YARA-X VirusTotal
winget install --id=VirusTotal.YARA-X -e YARA-X is a re-incarnation of YARA, a pattern matching tool designed with malware researchers in mind. This new incarnation intends to be faster, safer and more user-friendly than its predecessor.
YARA-X is a pattern matching tool designed for malware researchers, providing a modern rewrite of YARA with enhanced performance, safety, and usability. Built in Rust, YARA-X enables users to create detailed rules based on textual or binary patterns, leveraging wildcards, regular expressions, and boolean logic for sophisticated threat detection.
Key features include compatibility with existing YARA rule syntax, improved execution speed, robust memory safety, and an intuitive user interface. Its ability to handle complex rule sets makes it a versatile solution for identifying malware and other security threats.

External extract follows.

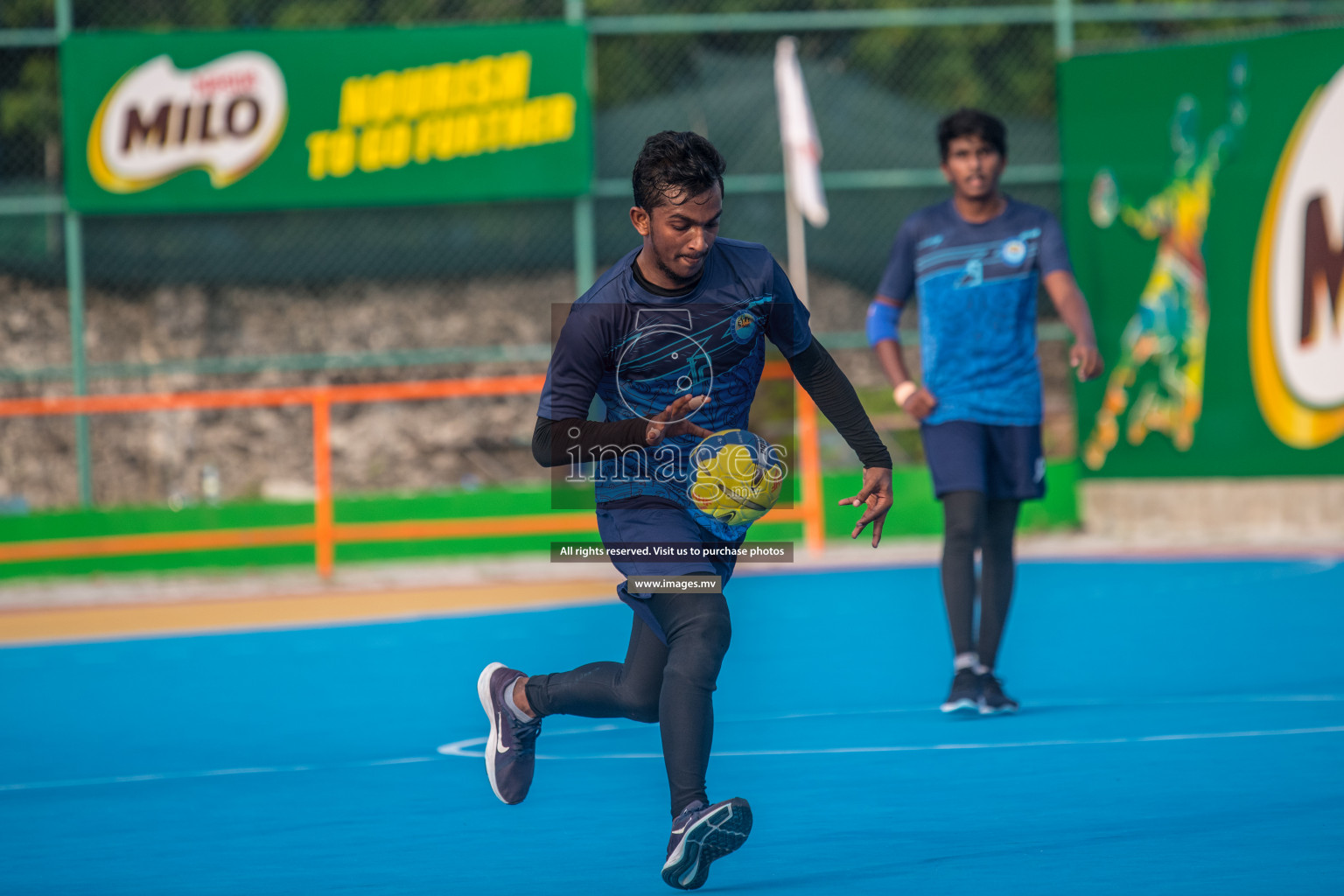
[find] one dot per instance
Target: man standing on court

Ideal for malware researchers, cybersecurity professionals, and digital forensic analysts, YARA-X empowers users to efficiently detect and analyze malicious activity through accurate pattern matching. It can be installed via winget, ensuring seamless integration into existing workflows.
README
YARA-X
YARA-X is a re-incarnation of YARA, a pattern matching tool designed with malware researchers in mind. This new incarnation intends to be faster, safer and more user-friendly than its predecessor. The ultimate goal of YARA-X is replacing YARA as the default pattern matching tool for malware researchers.

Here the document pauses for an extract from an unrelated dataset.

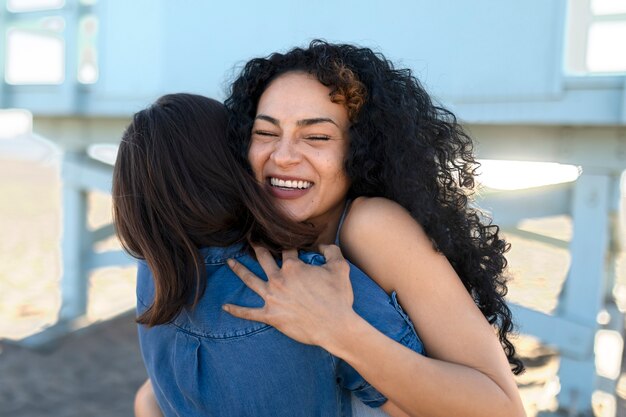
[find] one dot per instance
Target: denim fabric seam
(226, 337)
(142, 302)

With YARA-X you can create descriptions of malware families (or whatever you want to describe) based on textual or binary patterns. Each description (a.k.a. rule) consists of a set of patterns and a boolean expression which determine its logic. Let’s see an example:
rule silent_banker : banker {
meta:
description = "This is just an example"
threat_level = 3
in_the_wild = true
strings:
$a = {6A 40 68 00 30 00 00 6A 14 8D 91}
$b = {8D 4D B0 2B C1 83 C0 27 99 6A 4E 59 F7 F9}
$c = "UVODFRYSIHLNWPEJXQZAKCBGMT"
condition:
$a or $b or $c
}
The above rule is telling YARA-X that any file containing one of the three
patterns must be reported as silent_banker. This is just a simple example,
more complex and powerful rules can be created by using wild-cards,
case-insensitive strings, regular expressions, special operators and many other
features that you'll find explained in
the documentation.
FAQ
How does YARA-X compare to YARA?
Read this.
Which are the differences at the rule level?
Read this.
Is YARA still maintained?
Yes, it is. YARA is still being maintained, and future releases will include bug fixes and minor features. However, don’t expect new large features or modules. All efforts to enhance YARA, including the addition of new modules, will now focus on YARA-X.
What's the current state of YARA-X?
YARA-X is already mature and stable. At VirusTotal, we have been running YARA-X in production for a long time, scanning billions of files with tens of thousands of rules, and addressing discrepancies and bugs. This means that YARA-X is already battle-tested.
Please test YARA-X and don’t hesitate to open an issue if you find a bug or some feature that you want to see implemented.